When volunteers gathered at the Resource Center that morning, they were joined by local and county representatives who came out to lend support. Among those in attendance were Congressman John Faso, Dutchess County Legislator John Thomes, Mayor Robert Liffland, and Village Trustee Dan Peters. “This is what Pawling and Dutchess County are all about – people working together to improve our way of life,” said John Thomes.
“I want to commend all the volunteers and the community for a wonderful effort,” added Congressman Faso.
This year’s Walk-a-Thon was also unique in that it was the first year that walkers were encouraged to band into teams as a form of friendly competition to help raise money for PRC programs. Participants made their way down East Main Street and through the Village of Pawling, winding down Charles Colman Boulevard to where the Farmers Market and the annual Pawling Craft Fair were also in full swing.

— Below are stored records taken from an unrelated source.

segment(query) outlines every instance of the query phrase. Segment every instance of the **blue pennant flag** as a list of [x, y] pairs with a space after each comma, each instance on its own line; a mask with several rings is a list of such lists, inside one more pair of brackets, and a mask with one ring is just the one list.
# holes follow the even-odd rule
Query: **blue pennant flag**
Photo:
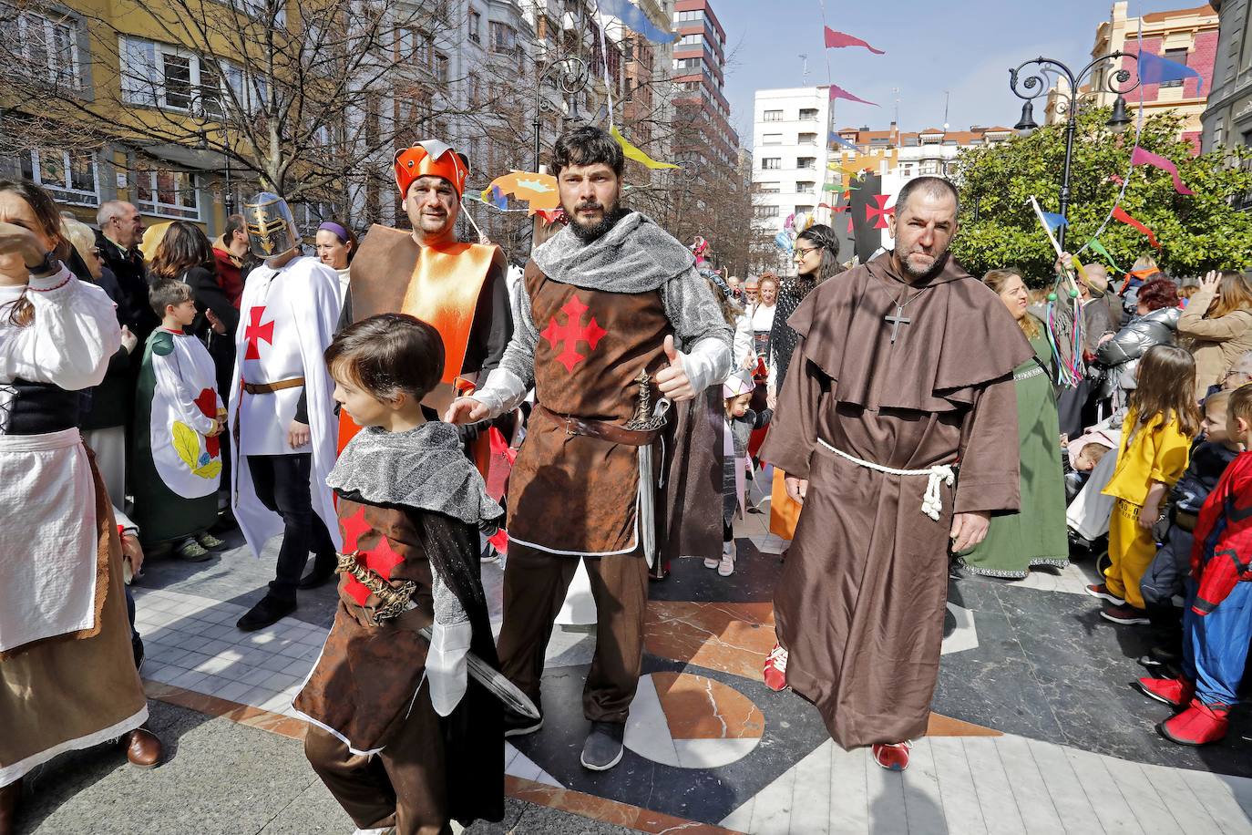
[[1196, 95], [1204, 88], [1204, 78], [1186, 64], [1171, 61], [1167, 58], [1143, 51], [1139, 46], [1139, 80], [1144, 84], [1161, 84], [1162, 81], [1182, 81], [1194, 76], [1198, 81]]
[[839, 134], [830, 134], [830, 141], [833, 141], [833, 143], [835, 143], [838, 145], [843, 145], [844, 148], [846, 148], [849, 150], [854, 150], [858, 154], [860, 153], [860, 148], [858, 148], [856, 145], [851, 144], [850, 141], [848, 141], [846, 139], [844, 139]]
[[1040, 212], [1043, 215], [1043, 222], [1048, 224], [1048, 228], [1055, 232], [1060, 227], [1068, 227], [1069, 222], [1062, 218], [1055, 212]]
[[627, 29], [655, 44], [672, 44], [679, 38], [677, 33], [657, 29], [656, 24], [649, 20], [647, 15], [639, 6], [632, 5], [630, 0], [600, 0], [600, 11], [617, 18]]

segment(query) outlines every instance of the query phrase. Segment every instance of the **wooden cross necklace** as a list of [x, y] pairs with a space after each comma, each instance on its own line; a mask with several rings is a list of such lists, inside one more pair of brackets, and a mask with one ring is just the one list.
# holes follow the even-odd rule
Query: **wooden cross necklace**
[[895, 344], [895, 337], [898, 337], [899, 333], [900, 333], [900, 325], [901, 324], [913, 324], [913, 319], [910, 319], [910, 318], [908, 318], [908, 317], [904, 315], [904, 308], [908, 307], [909, 304], [911, 304], [914, 302], [914, 299], [916, 299], [919, 295], [921, 295], [925, 292], [926, 292], [926, 288], [923, 287], [920, 290], [918, 290], [916, 293], [914, 293], [911, 298], [904, 298], [909, 293], [909, 289], [904, 288], [904, 292], [900, 293], [900, 298], [896, 299], [896, 302], [895, 302], [895, 313], [891, 314], [891, 315], [883, 317], [884, 322], [890, 322], [891, 323], [891, 344], [893, 346]]

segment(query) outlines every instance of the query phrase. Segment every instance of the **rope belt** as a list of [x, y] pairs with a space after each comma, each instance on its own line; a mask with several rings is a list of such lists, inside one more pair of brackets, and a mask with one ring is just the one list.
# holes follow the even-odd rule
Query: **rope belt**
[[957, 481], [957, 471], [953, 469], [953, 464], [935, 464], [928, 469], [895, 469], [894, 467], [884, 467], [883, 464], [875, 464], [873, 461], [861, 461], [856, 456], [850, 456], [843, 449], [835, 449], [833, 446], [818, 438], [818, 443], [830, 449], [833, 453], [840, 458], [846, 458], [854, 464], [859, 464], [868, 469], [875, 472], [886, 473], [889, 476], [928, 476], [926, 492], [921, 497], [921, 512], [933, 518], [935, 522], [939, 521], [939, 515], [943, 512], [943, 496], [939, 493], [940, 484], [953, 486]]

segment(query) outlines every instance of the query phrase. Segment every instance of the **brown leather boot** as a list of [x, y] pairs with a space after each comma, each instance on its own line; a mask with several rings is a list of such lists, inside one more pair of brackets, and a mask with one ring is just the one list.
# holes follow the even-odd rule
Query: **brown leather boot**
[[130, 765], [139, 769], [154, 769], [160, 765], [164, 750], [156, 735], [140, 725], [135, 730], [121, 737], [121, 746], [126, 749], [126, 759]]
[[0, 835], [13, 835], [16, 830], [19, 800], [21, 800], [21, 777], [8, 786], [0, 786]]

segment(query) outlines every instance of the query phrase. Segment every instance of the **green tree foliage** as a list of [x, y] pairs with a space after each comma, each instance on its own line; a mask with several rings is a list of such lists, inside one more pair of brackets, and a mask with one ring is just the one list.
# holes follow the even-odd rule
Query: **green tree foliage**
[[[1070, 252], [1085, 244], [1108, 217], [1121, 189], [1113, 178], [1124, 178], [1129, 169], [1134, 126], [1118, 135], [1106, 126], [1108, 118], [1106, 108], [1090, 109], [1078, 119], [1065, 243]], [[1151, 116], [1139, 145], [1177, 163], [1183, 182], [1196, 194], [1178, 194], [1169, 174], [1137, 165], [1122, 200], [1122, 208], [1156, 232], [1161, 248], [1118, 220], [1109, 222], [1101, 243], [1123, 269], [1139, 255], [1154, 257], [1176, 277], [1252, 268], [1252, 213], [1238, 208], [1252, 192], [1252, 153], [1241, 145], [1193, 158], [1191, 145], [1177, 138], [1178, 130], [1178, 118]], [[953, 253], [970, 273], [1019, 267], [1032, 285], [1050, 283], [1055, 253], [1029, 199], [1033, 194], [1045, 212], [1059, 210], [1064, 160], [1063, 124], [962, 151], [955, 175], [962, 230]], [[1097, 259], [1089, 249], [1082, 255], [1084, 263]]]

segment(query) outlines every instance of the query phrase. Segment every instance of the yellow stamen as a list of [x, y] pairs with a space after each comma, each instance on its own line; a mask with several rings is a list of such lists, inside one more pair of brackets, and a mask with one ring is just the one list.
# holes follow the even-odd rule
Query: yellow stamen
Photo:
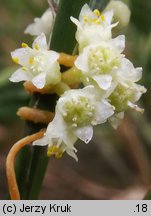
[[13, 57], [12, 60], [13, 60], [13, 62], [15, 62], [16, 64], [19, 63], [19, 58], [18, 58], [18, 57]]
[[35, 45], [34, 45], [34, 48], [35, 48], [36, 50], [39, 50], [39, 45], [38, 45], [38, 44], [35, 44]]
[[28, 47], [28, 44], [22, 43], [21, 46], [22, 46], [22, 48], [26, 48], [26, 47]]
[[30, 57], [29, 59], [29, 64], [33, 64], [34, 63], [34, 58], [33, 57]]

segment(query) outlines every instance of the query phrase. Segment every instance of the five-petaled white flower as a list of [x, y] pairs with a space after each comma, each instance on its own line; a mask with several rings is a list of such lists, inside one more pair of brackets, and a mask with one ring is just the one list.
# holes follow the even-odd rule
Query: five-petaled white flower
[[32, 81], [39, 89], [60, 82], [59, 54], [48, 50], [43, 33], [34, 40], [32, 48], [25, 43], [22, 47], [11, 53], [13, 61], [22, 67], [12, 74], [10, 81]]
[[39, 36], [41, 33], [44, 33], [47, 39], [50, 38], [54, 23], [54, 14], [51, 9], [47, 9], [44, 14], [38, 18], [34, 19], [32, 24], [29, 24], [25, 29], [25, 34], [30, 34], [32, 36]]
[[71, 17], [77, 26], [76, 39], [80, 52], [89, 44], [111, 39], [111, 29], [117, 25], [111, 24], [112, 18], [112, 10], [101, 14], [99, 10], [91, 11], [87, 4], [82, 7], [79, 20]]
[[110, 118], [113, 127], [117, 127], [128, 107], [143, 111], [134, 103], [146, 92], [143, 86], [136, 84], [142, 77], [142, 68], [134, 68], [122, 54], [124, 48], [125, 37], [120, 35], [87, 46], [75, 61], [83, 74], [83, 84], [94, 85], [115, 107], [115, 114]]
[[34, 145], [49, 145], [48, 154], [58, 156], [66, 151], [77, 159], [74, 147], [77, 138], [88, 143], [93, 136], [93, 126], [106, 122], [113, 115], [113, 109], [91, 85], [68, 90], [59, 98], [55, 118], [48, 125], [44, 138]]
[[83, 74], [83, 84], [97, 85], [103, 90], [109, 89], [124, 58], [121, 54], [124, 48], [123, 35], [85, 47], [75, 61], [75, 66]]

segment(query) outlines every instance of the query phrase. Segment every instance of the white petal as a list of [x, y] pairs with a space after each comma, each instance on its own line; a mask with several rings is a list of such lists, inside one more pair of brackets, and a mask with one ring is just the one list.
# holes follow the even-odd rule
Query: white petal
[[29, 64], [30, 57], [33, 56], [33, 50], [30, 47], [16, 49], [11, 52], [12, 59], [18, 59], [18, 64], [27, 66]]
[[113, 106], [111, 106], [107, 101], [102, 100], [101, 102], [97, 102], [94, 125], [106, 122], [113, 114]]
[[81, 23], [79, 22], [79, 20], [77, 20], [76, 18], [74, 18], [74, 17], [70, 17], [70, 20], [80, 29], [80, 30], [82, 30], [82, 25], [81, 25]]
[[59, 58], [59, 53], [55, 52], [55, 51], [48, 51], [47, 52], [47, 58], [48, 58], [48, 63], [49, 65], [53, 64], [55, 61], [58, 60]]
[[128, 102], [128, 106], [129, 106], [131, 109], [133, 109], [133, 110], [135, 110], [135, 111], [137, 111], [137, 112], [140, 112], [140, 113], [143, 113], [143, 112], [144, 112], [144, 109], [138, 107], [136, 104], [133, 104], [133, 103], [130, 102], [130, 101]]
[[47, 136], [45, 135], [43, 138], [34, 141], [32, 144], [37, 146], [45, 146], [49, 144], [49, 141]]
[[124, 118], [124, 112], [117, 113], [109, 119], [110, 124], [114, 129], [117, 129], [121, 120]]
[[89, 8], [88, 4], [84, 4], [83, 7], [81, 8], [81, 12], [79, 15], [79, 20], [82, 21], [83, 20], [83, 16], [93, 16], [93, 12], [91, 11], [91, 9]]
[[27, 71], [22, 70], [22, 68], [19, 68], [17, 71], [15, 71], [9, 78], [11, 82], [29, 81], [30, 79], [30, 74], [27, 73]]
[[92, 126], [86, 126], [81, 127], [75, 130], [76, 136], [84, 141], [85, 143], [90, 142], [93, 136], [93, 127]]
[[46, 40], [46, 36], [44, 33], [41, 33], [41, 35], [39, 35], [33, 42], [32, 47], [39, 47], [40, 50], [47, 50], [48, 49], [48, 45], [47, 45], [47, 40]]
[[75, 154], [73, 149], [67, 149], [66, 152], [67, 152], [68, 155], [70, 155], [72, 158], [74, 158], [78, 162], [78, 157]]
[[112, 43], [114, 46], [118, 48], [120, 52], [123, 52], [123, 50], [125, 49], [125, 36], [119, 35], [118, 37], [112, 40]]
[[75, 66], [81, 71], [89, 71], [87, 52], [83, 52], [81, 55], [78, 56], [78, 58], [75, 60]]
[[130, 80], [132, 82], [137, 82], [142, 77], [142, 68], [134, 68], [131, 61], [126, 58], [122, 59], [121, 68], [119, 68], [119, 75], [121, 79]]
[[112, 77], [110, 75], [96, 75], [92, 76], [92, 78], [97, 82], [100, 88], [103, 90], [107, 90], [112, 83]]
[[113, 19], [113, 10], [104, 13], [105, 22], [110, 25]]
[[40, 73], [32, 79], [32, 83], [39, 89], [42, 89], [46, 83], [46, 73]]

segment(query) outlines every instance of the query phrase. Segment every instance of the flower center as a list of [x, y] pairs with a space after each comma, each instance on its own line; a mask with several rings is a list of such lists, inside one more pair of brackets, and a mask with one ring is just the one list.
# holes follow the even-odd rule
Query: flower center
[[119, 67], [120, 55], [111, 48], [97, 47], [90, 50], [88, 64], [91, 75], [109, 73]]
[[53, 145], [48, 146], [47, 156], [55, 156], [56, 158], [61, 158], [64, 152], [64, 145], [61, 139], [53, 139]]
[[118, 85], [114, 92], [110, 95], [109, 100], [117, 112], [122, 112], [127, 109], [128, 102], [133, 99], [133, 96], [134, 93], [131, 88]]
[[72, 98], [65, 103], [64, 108], [64, 120], [73, 127], [82, 127], [90, 124], [95, 111], [94, 104], [84, 96], [79, 96], [75, 99]]
[[99, 10], [94, 10], [91, 16], [84, 15], [83, 21], [88, 24], [101, 24], [105, 20], [103, 14], [100, 13]]
[[45, 70], [46, 67], [46, 57], [44, 54], [40, 53], [29, 59], [29, 69], [33, 75], [37, 75]]

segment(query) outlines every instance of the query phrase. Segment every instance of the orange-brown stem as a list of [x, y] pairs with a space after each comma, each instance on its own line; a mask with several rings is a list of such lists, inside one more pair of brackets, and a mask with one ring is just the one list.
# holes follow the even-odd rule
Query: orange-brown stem
[[17, 115], [23, 120], [48, 124], [53, 120], [55, 114], [53, 112], [43, 111], [36, 108], [21, 107], [18, 110]]
[[25, 146], [31, 142], [40, 139], [44, 136], [44, 131], [27, 136], [18, 142], [16, 142], [10, 149], [7, 159], [6, 159], [6, 174], [9, 186], [10, 197], [12, 200], [20, 200], [20, 193], [16, 181], [16, 175], [14, 170], [14, 163], [17, 153]]

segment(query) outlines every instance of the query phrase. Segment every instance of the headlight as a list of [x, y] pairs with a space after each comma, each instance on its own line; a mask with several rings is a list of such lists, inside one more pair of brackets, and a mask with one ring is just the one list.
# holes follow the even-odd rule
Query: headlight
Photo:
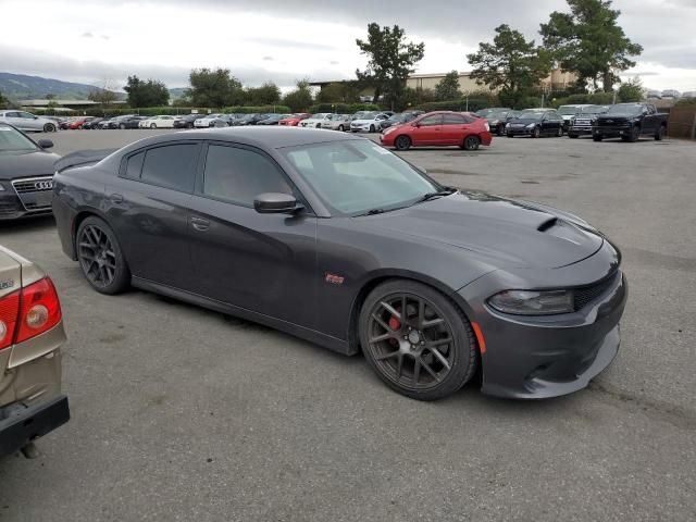
[[488, 304], [514, 315], [552, 315], [574, 310], [572, 290], [505, 290], [488, 299]]

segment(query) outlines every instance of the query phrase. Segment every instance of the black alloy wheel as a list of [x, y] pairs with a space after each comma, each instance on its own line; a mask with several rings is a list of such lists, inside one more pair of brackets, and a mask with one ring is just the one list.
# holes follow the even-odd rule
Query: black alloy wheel
[[101, 294], [119, 294], [128, 287], [128, 265], [104, 221], [87, 217], [77, 229], [75, 243], [79, 266], [92, 288]]
[[467, 136], [464, 138], [464, 142], [461, 145], [461, 148], [464, 150], [477, 150], [481, 145], [481, 139], [478, 136]]
[[439, 399], [475, 371], [469, 321], [452, 301], [421, 283], [394, 279], [377, 286], [363, 303], [359, 328], [370, 364], [408, 397]]
[[396, 147], [396, 150], [409, 150], [411, 148], [411, 138], [408, 136], [398, 136], [394, 140], [394, 147]]

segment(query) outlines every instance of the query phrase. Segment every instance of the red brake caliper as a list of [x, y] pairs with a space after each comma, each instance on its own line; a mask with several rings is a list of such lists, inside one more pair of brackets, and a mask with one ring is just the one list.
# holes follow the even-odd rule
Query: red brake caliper
[[[401, 313], [399, 309], [397, 309], [397, 312]], [[401, 328], [401, 321], [399, 321], [396, 315], [391, 315], [389, 318], [389, 327], [395, 331], [398, 332]], [[389, 339], [389, 341], [391, 341], [393, 345], [398, 344], [398, 341], [396, 339]]]

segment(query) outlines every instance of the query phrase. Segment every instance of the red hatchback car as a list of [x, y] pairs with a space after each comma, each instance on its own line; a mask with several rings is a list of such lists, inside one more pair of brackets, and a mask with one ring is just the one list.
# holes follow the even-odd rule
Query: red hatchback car
[[440, 147], [457, 145], [464, 150], [476, 150], [490, 145], [493, 135], [488, 123], [467, 112], [428, 112], [415, 120], [387, 128], [382, 145], [397, 150], [411, 147]]
[[297, 127], [302, 120], [307, 120], [311, 114], [309, 112], [300, 112], [293, 114], [290, 117], [284, 117], [278, 125], [287, 125], [288, 127]]

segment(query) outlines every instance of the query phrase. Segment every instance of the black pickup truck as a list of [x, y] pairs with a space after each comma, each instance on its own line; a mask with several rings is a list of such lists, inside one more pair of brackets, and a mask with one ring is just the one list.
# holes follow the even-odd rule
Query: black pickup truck
[[667, 134], [667, 116], [651, 103], [618, 103], [593, 121], [592, 139], [637, 141], [641, 136], [652, 136], [660, 140]]

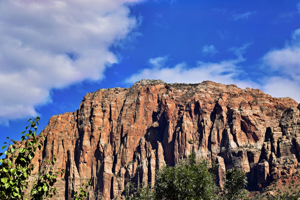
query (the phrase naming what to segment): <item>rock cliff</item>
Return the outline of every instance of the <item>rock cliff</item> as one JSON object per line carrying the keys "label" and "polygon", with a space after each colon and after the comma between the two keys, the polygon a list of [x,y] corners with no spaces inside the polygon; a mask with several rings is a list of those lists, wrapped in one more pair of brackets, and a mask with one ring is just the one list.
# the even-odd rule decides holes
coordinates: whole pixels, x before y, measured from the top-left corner
{"label": "rock cliff", "polygon": [[236,166],[248,173],[250,189],[265,187],[298,170],[299,109],[290,98],[208,81],[143,80],[100,89],[77,111],[50,118],[30,178],[54,154],[66,170],[56,199],[70,199],[86,179],[92,180],[88,199],[117,198],[128,181],[153,185],[155,169],[185,159],[192,139],[197,159],[219,164],[221,185],[225,170]]}

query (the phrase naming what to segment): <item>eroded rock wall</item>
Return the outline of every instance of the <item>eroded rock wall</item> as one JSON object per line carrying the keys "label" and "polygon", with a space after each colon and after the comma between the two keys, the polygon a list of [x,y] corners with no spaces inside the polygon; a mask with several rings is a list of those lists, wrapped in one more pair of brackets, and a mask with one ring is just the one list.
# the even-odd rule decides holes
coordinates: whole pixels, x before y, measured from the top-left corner
{"label": "eroded rock wall", "polygon": [[220,185],[235,166],[255,187],[297,170],[298,106],[233,85],[142,80],[88,93],[76,111],[52,117],[34,162],[40,168],[54,154],[65,169],[57,199],[69,199],[86,179],[92,180],[89,199],[113,199],[129,181],[153,185],[155,169],[186,159],[192,139],[197,159],[219,164]]}

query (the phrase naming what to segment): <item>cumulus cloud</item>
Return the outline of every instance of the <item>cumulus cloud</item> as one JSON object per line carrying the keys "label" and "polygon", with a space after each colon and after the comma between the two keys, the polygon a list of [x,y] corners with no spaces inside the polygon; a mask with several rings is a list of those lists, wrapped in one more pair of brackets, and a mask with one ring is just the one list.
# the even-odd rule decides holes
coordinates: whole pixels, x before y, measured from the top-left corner
{"label": "cumulus cloud", "polygon": [[[165,63],[167,61],[165,56],[151,58],[150,60],[160,60],[162,58],[164,58],[164,62]],[[183,62],[171,67],[156,64],[156,62],[152,63],[150,61],[152,64],[152,68],[143,69],[131,76],[126,81],[132,83],[141,79],[161,79],[168,83],[197,83],[209,80],[224,84],[235,84],[242,88],[257,87],[258,84],[249,80],[241,81],[237,78],[240,73],[243,72],[238,65],[244,60],[241,56],[236,59],[218,62],[199,61],[195,66],[191,66]]]}
{"label": "cumulus cloud", "polygon": [[271,95],[291,95],[300,103],[300,29],[295,30],[291,38],[284,47],[271,50],[263,57],[265,69],[268,67],[277,74],[265,79],[264,88]]}
{"label": "cumulus cloud", "polygon": [[137,25],[136,1],[0,1],[0,123],[36,115],[52,88],[102,79],[118,62],[110,46]]}
{"label": "cumulus cloud", "polygon": [[204,45],[202,48],[202,51],[203,55],[210,55],[211,56],[213,55],[218,52],[216,47],[212,44]]}
{"label": "cumulus cloud", "polygon": [[[295,31],[292,38],[298,32],[298,30]],[[243,69],[245,67],[242,66],[245,58],[243,55],[252,44],[247,43],[230,49],[236,58],[218,62],[198,61],[195,66],[190,66],[182,62],[169,66],[166,64],[167,56],[151,58],[149,63],[152,67],[143,70],[126,81],[132,83],[148,79],[161,79],[168,83],[197,83],[209,80],[223,84],[234,84],[242,88],[260,88],[273,97],[290,97],[300,103],[300,51],[297,47],[300,43],[296,41],[293,39],[291,45],[266,54],[262,59],[265,68],[257,69],[264,73],[263,76],[258,77],[258,81],[251,79],[251,76],[243,80],[240,78],[245,76]]]}
{"label": "cumulus cloud", "polygon": [[235,21],[238,19],[248,19],[249,16],[254,14],[256,12],[255,11],[248,12],[244,13],[242,14],[236,14],[232,15],[232,18],[233,20]]}

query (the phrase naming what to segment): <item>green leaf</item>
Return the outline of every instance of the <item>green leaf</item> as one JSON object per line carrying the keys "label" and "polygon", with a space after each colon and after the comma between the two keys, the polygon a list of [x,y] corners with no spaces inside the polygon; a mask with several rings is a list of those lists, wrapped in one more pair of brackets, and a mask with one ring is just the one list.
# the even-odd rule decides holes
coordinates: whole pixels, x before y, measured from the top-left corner
{"label": "green leaf", "polygon": [[44,184],[44,185],[43,187],[43,190],[45,192],[48,190],[48,187],[47,186],[45,183]]}
{"label": "green leaf", "polygon": [[20,148],[19,149],[19,152],[21,154],[25,152],[25,149],[23,148]]}
{"label": "green leaf", "polygon": [[9,169],[9,171],[10,171],[10,172],[12,173],[14,173],[15,172],[16,172],[16,170],[17,170],[16,169],[16,168],[10,168]]}
{"label": "green leaf", "polygon": [[1,179],[1,181],[3,183],[6,183],[7,182],[7,178],[2,178]]}

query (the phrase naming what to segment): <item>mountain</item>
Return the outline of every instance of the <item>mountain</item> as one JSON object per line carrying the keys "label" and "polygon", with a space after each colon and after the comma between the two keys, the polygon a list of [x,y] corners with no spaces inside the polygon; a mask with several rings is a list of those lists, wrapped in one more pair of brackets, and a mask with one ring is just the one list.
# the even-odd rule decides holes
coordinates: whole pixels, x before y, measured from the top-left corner
{"label": "mountain", "polygon": [[289,97],[209,81],[144,79],[100,89],[87,94],[77,111],[50,118],[30,179],[54,154],[66,170],[56,199],[69,199],[91,179],[89,199],[113,199],[129,181],[153,185],[155,169],[186,159],[192,139],[197,159],[218,164],[220,185],[235,166],[248,173],[250,189],[265,187],[299,170],[299,109]]}

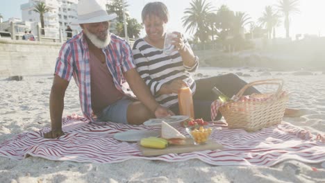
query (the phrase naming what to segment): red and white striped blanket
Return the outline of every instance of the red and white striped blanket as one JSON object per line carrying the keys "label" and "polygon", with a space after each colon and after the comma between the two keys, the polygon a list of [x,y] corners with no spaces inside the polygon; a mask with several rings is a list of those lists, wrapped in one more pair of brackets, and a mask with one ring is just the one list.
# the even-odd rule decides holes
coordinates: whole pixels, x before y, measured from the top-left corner
{"label": "red and white striped blanket", "polygon": [[[212,139],[224,149],[158,157],[143,157],[136,143],[121,142],[114,134],[128,130],[159,130],[156,127],[106,123],[89,123],[85,118],[71,116],[63,119],[65,134],[57,139],[42,137],[49,128],[28,132],[0,143],[0,156],[22,160],[28,155],[56,161],[116,163],[131,159],[145,159],[175,162],[199,159],[217,166],[273,166],[286,159],[306,163],[325,162],[324,136],[313,135],[283,122],[277,126],[248,133],[227,129],[222,121],[213,124]],[[176,127],[183,134],[184,128]]]}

By the end of the morning walk, the PRC had raised more than $20,000, which will go toward continuing the center’s numerous programs to benefit the Pawling community. Already this year, volunteers have provided food delivery to 28 homebound individuals, 340 rides to the grocery store and food pantry, and more than 900 rides for seniors to medical appointments. “The day was a wonderful success,” said PRC Executive Director Terry Ariano. “It was amazing. We had a lot of new people involved, walking and getting donations. We had a beautiful day, the weather cooperated, and we had so many people donate their services. It was a true community effort. People put their hearts and muscles together to make it all happen.”